Funding to help establish a city-wide public transport project in Davao City, the first in the country to deploy electric bus fleets at scale.
The Asian Development Bank (ADB) today approved a $1bn loan to help deploy electric bus fleets at scale in support of the Philippines’ efforts to reduce greenhouse gases and promote climate action. The project will build accessible bus stops, depots and terminals, and buy more than 1,000 buses.
The Davao Public Transport Modernization Project, ADB’s largest road-based public transport project in the Philippines, is expected to serve as a pilot for overhauling the country’s public road transport system. It will support the procurement of a modern fleet comprised of about 1,100 electric and Euro 5-standard diesel-fueled buses. The new fleet is expected to reduce 60% of annual greenhouse gas emissions from public transport in Davao City, the country’s third-largest city by population.
“The project is set to transform the quality of Davao City’s public transport and support the city’s rapid economic growth with a low-carbon and climate-resilient bus system,” said ADB senior transport specialist for Southeast Asia Shuji Kimura. “Not only will this support the Philippines’ climate goals, but it will help to improve the lives of vulnerable populations especially women and the young who use public transport daily,” he said.
The project will service about 800,000 passengers per day. It also includes the construction of around 1,000 bus stops with bright lighting and shelters, five bus depots and three bus terminals and provide bus driving training for the new system. The project will upgrade the city’s public transport experience via an intelligent transport system that includes a bus location system, automatic fare collection systems and Wi-Fi connectivity in buses, terminals and depots.

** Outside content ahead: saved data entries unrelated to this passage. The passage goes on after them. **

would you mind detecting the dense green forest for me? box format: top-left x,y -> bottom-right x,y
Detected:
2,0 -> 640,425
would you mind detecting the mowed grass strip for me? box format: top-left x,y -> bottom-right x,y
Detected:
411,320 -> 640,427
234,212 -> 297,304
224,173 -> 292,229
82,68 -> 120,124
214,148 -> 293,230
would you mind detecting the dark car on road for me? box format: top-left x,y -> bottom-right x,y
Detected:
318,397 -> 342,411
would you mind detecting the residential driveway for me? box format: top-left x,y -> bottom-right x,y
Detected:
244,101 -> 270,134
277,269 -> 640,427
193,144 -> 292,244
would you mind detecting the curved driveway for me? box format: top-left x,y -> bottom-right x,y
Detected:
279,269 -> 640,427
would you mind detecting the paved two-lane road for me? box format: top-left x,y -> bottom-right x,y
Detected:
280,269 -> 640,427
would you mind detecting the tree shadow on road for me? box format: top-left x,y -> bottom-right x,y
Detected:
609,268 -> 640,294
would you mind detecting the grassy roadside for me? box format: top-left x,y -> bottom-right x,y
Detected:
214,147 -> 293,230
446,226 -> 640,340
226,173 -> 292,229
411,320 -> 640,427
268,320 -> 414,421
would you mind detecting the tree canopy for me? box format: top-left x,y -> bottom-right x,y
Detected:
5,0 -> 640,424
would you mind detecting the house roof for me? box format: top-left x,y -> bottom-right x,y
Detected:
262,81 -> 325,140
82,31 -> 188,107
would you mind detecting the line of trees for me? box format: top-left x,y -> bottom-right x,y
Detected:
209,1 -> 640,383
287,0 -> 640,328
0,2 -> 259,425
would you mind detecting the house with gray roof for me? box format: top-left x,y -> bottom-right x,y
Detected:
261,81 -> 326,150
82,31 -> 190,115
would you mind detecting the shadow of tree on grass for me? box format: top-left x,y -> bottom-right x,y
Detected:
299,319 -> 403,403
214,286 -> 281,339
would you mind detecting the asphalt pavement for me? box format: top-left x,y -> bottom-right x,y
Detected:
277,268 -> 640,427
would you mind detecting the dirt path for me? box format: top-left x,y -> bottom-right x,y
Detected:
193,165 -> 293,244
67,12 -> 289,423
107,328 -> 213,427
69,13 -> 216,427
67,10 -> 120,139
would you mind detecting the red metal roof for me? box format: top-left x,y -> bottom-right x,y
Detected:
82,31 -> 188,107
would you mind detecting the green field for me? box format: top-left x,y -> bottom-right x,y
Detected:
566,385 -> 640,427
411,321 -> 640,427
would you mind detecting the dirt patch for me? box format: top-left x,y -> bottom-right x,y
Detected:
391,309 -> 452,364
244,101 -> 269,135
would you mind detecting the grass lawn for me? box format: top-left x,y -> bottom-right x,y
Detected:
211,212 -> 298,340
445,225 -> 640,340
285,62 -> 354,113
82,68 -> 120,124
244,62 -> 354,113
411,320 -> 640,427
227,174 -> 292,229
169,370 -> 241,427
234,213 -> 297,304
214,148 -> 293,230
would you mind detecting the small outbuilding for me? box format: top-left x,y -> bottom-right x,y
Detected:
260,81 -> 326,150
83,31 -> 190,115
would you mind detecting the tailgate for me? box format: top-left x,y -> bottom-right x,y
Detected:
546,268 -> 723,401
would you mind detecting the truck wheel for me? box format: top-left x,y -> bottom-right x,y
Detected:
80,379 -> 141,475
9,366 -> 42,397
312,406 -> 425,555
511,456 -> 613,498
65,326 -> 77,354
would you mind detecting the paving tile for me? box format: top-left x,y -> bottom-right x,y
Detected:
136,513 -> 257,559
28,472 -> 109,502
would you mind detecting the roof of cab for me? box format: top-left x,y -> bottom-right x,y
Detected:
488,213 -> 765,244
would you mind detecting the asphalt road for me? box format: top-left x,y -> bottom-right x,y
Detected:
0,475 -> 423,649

Uban development is becoming a major focus for ADB financing and it has also announced $200m for the Rajasthan Secondary Towns Development Sector Project to improve water supply and sanitation systems and support the enhancement of urban resilience and heritage living in India.
The ongoing project has so far laid 1,451km of water supply pipes, 1,110km of sewer pipes and connected 68,098 households to water services in selected secondary towns in Rajasthan.
“ADB is committed to supporting the government in addressing complex urban development challenges by providing high-quality urban infrastructure and services and fostering the health and wellbeing of its residents,” said ADB principal urban development specialist for South Asia Na Won Kim. “This additional ADB funding will have diversified interventions beyond water supply and sanitation and incorporate various innovative and climate-resilient solutions,” he said.
The loan will improve water supply systems in at least seven project towns by converting all groundwater sources to surface water, replacing about 700km of leaking water pipes, installing 1,400km of new water supply pipelines and providing 77,000 households connections with water meters. It will also establish three new water treatment plants.
Sanitation systems will be upgraded in at least eight project towns by rehabilitating about 580km of sewers, building seven sewage treatment plants with co-treatment units to process fecal sludge and septage and connecting more than 50,000 households to the sewage system.